WHAT IT MEANS: The housing market has been wandering around for most of 2017 and it isn’t clear if that pattern will change anytime soon. Today, June new home sales were released and the results were good but not great. Yes, there was rise in total demand, but the level is nothing spectacular. Indeed, it is probably still at least twenty percent below what might be considered normal, let alone strong. At least the trend is up, especially when compared to 2016 levels. Looking across the nation, weakness in the South offset strength in the West and Midwest. Sales were flat in the Northeast. Median prices were actually off from June 2016 as there were a lot more lower-priced houses sold. While that is likely a one-month wonder, the trend in price gains has been down.
On Monday, the National Association of Realtors reported that existing home sales fell in June. It seems that there is one month were demand rises followed by one where sales falls. This saw tooth pattern has led to only a relatively small increase in sales since December 2016. Regionally, demand rose only in the Midwest. There just aren’t a lot of homes for sale and prices are rising, though at a decelerating pace.

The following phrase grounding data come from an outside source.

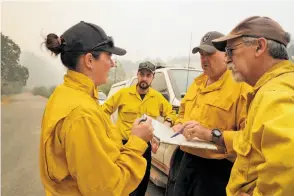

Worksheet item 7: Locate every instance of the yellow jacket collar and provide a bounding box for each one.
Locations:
[254,60,294,92]
[198,69,230,93]
[129,84,156,97]
[64,70,98,99]
[194,73,208,86]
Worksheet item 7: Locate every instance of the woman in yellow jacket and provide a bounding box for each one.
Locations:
[40,21,154,196]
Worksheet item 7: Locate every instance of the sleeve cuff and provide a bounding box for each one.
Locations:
[223,131,239,158]
[175,119,184,125]
[124,135,148,154]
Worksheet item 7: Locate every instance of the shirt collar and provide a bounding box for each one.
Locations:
[129,84,156,97]
[199,69,230,93]
[64,70,98,99]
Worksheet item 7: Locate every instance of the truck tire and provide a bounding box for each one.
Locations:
[165,147,184,196]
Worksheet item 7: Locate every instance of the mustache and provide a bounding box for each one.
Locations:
[138,81,150,89]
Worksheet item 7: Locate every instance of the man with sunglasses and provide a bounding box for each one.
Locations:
[170,31,252,196]
[182,16,294,196]
[213,16,294,196]
[102,61,176,196]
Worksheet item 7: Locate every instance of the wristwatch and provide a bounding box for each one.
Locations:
[165,118,173,125]
[211,128,222,143]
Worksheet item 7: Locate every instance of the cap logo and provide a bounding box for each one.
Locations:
[202,34,211,43]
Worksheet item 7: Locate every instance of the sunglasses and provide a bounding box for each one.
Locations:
[63,36,114,53]
[225,42,245,57]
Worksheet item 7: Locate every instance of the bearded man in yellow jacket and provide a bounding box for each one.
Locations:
[102,61,176,196]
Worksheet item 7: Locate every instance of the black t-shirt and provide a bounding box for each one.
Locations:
[140,94,146,100]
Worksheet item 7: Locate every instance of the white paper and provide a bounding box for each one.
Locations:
[151,118,218,150]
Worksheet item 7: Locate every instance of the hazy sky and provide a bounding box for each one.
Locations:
[2,0,294,65]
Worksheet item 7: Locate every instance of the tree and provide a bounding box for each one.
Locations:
[99,82,114,95]
[31,86,56,98]
[1,33,29,94]
[109,60,126,83]
[98,59,127,95]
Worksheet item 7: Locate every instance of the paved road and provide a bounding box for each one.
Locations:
[1,93,165,196]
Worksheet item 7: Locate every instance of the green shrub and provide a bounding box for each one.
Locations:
[31,86,56,98]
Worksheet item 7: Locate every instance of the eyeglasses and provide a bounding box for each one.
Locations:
[225,42,245,57]
[91,36,114,51]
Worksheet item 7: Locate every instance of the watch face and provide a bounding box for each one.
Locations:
[213,129,222,137]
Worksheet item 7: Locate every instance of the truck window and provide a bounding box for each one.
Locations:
[151,72,170,101]
[130,78,138,86]
[168,69,202,100]
[108,84,125,98]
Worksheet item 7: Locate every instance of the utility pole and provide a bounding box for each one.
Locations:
[114,57,118,83]
[185,32,192,92]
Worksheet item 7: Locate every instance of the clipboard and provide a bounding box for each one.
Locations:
[151,117,218,150]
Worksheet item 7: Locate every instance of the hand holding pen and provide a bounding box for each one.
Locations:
[131,114,154,142]
[170,129,184,138]
[170,123,184,138]
[137,114,160,153]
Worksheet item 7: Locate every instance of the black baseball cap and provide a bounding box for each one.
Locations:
[192,31,224,54]
[138,61,156,73]
[61,21,126,55]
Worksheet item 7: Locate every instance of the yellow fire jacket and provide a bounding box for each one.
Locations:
[225,60,294,196]
[175,69,252,161]
[39,70,148,196]
[102,85,177,140]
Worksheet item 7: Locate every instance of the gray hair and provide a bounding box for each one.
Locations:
[242,34,290,60]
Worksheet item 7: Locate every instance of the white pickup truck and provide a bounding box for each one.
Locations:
[106,66,202,190]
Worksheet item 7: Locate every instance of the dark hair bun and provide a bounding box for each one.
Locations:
[45,33,63,55]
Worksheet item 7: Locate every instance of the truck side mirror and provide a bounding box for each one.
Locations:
[180,93,186,98]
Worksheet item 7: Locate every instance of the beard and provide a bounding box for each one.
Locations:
[138,81,150,90]
[227,62,246,82]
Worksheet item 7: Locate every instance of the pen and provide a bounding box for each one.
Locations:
[138,114,148,124]
[138,114,157,146]
[170,129,184,138]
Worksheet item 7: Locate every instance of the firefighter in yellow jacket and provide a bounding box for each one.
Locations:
[184,16,294,196]
[102,61,176,196]
[169,31,252,196]
[40,21,154,196]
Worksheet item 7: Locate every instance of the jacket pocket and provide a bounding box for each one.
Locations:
[199,97,235,130]
[184,93,197,102]
[146,107,160,119]
[204,96,234,111]
[121,107,138,123]
[182,94,197,116]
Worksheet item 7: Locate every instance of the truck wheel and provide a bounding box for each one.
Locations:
[165,147,184,196]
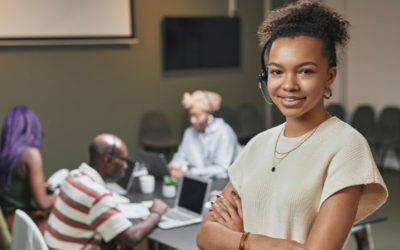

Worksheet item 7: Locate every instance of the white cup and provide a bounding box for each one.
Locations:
[139,175,155,194]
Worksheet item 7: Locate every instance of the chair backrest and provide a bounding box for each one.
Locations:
[138,110,176,148]
[350,105,376,142]
[214,105,237,131]
[234,103,264,143]
[326,103,346,121]
[376,106,400,145]
[10,209,48,250]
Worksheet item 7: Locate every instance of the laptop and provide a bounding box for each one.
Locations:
[105,163,136,195]
[137,151,170,180]
[158,174,212,229]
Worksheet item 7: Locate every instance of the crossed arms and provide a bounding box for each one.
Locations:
[196,181,362,250]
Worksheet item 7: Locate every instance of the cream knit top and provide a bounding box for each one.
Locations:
[229,117,387,244]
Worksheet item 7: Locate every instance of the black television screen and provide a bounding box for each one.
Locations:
[162,17,240,70]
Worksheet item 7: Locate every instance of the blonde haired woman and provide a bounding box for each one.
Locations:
[168,90,241,179]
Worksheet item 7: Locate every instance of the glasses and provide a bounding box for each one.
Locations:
[114,155,135,166]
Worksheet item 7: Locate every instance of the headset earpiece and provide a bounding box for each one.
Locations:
[106,136,117,159]
[203,91,216,116]
[258,36,271,86]
[258,69,268,85]
[258,36,274,105]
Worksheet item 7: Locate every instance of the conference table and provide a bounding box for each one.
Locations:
[126,177,228,250]
[125,178,387,250]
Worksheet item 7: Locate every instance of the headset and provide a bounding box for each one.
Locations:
[203,90,216,114]
[106,136,117,159]
[258,36,273,104]
[203,90,216,125]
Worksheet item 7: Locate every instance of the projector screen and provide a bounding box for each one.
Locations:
[0,0,136,46]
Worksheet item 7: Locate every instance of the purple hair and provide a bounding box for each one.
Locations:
[0,105,43,190]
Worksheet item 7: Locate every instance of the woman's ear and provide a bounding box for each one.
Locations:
[326,66,337,88]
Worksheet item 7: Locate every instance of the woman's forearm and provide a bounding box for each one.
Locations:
[197,220,306,250]
[197,220,242,250]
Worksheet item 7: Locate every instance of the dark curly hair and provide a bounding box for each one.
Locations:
[257,0,350,67]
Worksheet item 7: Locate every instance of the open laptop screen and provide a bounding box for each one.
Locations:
[178,177,208,214]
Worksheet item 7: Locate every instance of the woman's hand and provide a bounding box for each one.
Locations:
[210,191,244,232]
[167,164,182,178]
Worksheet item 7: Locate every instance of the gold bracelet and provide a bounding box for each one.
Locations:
[243,232,250,250]
[239,232,250,250]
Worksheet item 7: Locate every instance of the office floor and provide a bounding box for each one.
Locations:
[345,169,400,250]
[135,170,399,250]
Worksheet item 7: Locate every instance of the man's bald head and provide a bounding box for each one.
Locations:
[89,133,126,166]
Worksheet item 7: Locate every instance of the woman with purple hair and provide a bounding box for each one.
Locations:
[0,105,56,233]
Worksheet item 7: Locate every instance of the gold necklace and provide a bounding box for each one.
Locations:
[272,124,320,172]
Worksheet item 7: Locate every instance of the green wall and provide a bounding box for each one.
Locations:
[0,0,265,176]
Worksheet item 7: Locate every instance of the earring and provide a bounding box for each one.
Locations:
[323,87,332,99]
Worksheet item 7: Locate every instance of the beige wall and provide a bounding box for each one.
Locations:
[325,0,400,119]
[0,0,266,176]
[325,0,400,170]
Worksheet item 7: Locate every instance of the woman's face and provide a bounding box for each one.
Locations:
[188,107,209,132]
[267,36,336,122]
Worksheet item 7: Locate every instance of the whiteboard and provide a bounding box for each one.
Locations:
[0,0,137,45]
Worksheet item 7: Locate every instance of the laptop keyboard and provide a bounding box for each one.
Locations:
[165,210,192,221]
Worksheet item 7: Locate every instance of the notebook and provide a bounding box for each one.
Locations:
[158,174,212,229]
[137,151,170,180]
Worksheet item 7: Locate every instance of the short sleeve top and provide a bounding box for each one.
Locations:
[229,117,387,243]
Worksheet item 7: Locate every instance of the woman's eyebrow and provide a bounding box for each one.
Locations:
[267,61,318,68]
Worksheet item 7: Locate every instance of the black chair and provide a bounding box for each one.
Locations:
[214,105,238,131]
[138,110,179,159]
[350,105,378,156]
[234,103,264,145]
[326,103,346,121]
[375,106,400,169]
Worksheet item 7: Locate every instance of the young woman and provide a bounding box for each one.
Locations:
[197,1,387,249]
[0,105,57,233]
[168,90,241,179]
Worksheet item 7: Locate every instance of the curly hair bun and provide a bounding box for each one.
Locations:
[257,0,350,66]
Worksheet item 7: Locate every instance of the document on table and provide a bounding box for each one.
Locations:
[117,203,150,219]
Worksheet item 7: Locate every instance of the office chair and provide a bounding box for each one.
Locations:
[326,103,346,121]
[10,209,48,250]
[234,103,264,145]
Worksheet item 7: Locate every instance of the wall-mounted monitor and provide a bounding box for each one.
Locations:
[162,17,240,70]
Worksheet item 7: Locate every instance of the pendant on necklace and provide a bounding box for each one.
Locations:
[271,167,275,172]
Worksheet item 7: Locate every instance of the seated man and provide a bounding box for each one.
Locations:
[168,90,241,179]
[44,134,167,249]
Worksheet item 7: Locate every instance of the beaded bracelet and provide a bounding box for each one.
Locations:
[239,232,250,250]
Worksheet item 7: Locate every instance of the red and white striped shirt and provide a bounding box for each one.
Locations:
[44,163,132,250]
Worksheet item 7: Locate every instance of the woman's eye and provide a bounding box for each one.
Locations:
[270,69,282,75]
[299,69,315,74]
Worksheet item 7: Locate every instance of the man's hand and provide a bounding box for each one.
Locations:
[150,198,168,215]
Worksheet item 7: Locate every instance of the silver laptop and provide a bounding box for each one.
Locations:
[105,164,136,195]
[158,174,212,229]
[137,151,170,180]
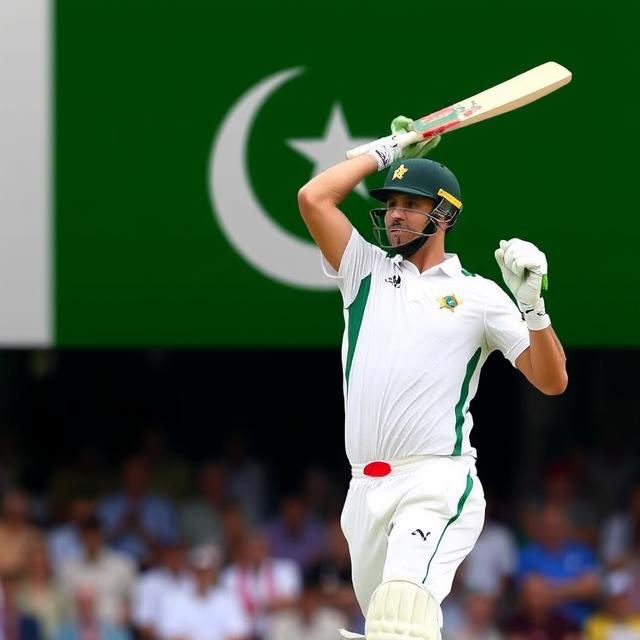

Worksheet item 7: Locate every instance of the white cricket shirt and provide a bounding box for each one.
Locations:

MARKETS AND FED POLICY IMPLICATIONS: We need the housing market to be strong if the economy is to accelerate. The sector has been adding to growth, but not by much. That is happening despite low mortgage rates. We also saw that the National Association of Home Builders confidence index slipped in July, pointing to only modest gains in construction. Housing starts should increase, as permit requests are outstripping starts, but if demand doesn’t pick up, that rise in construction is not likely to be significant. When you add the housing data to the consumer information, they point to only a minimal increase in growth. The Fed will be ending their meeting soon and we will know what the members think about the economy. It is clear that the FOMC members feel further increases in interest rates are needed and the Fed must start shrinking its balance sheet. To do that, though, inflation has to stay close to the target. It hasn’t done that lately. A better housing market would help and that is happening only slowly. That said, investors are focusing on earnings and that will be the case since they cannot use expectations of major tax cuts and spending increases to power the economy. It just seems that when one reason to take the markets up dissipates, a new one is created. Around and ‘round the markets go, where they stop no one knows.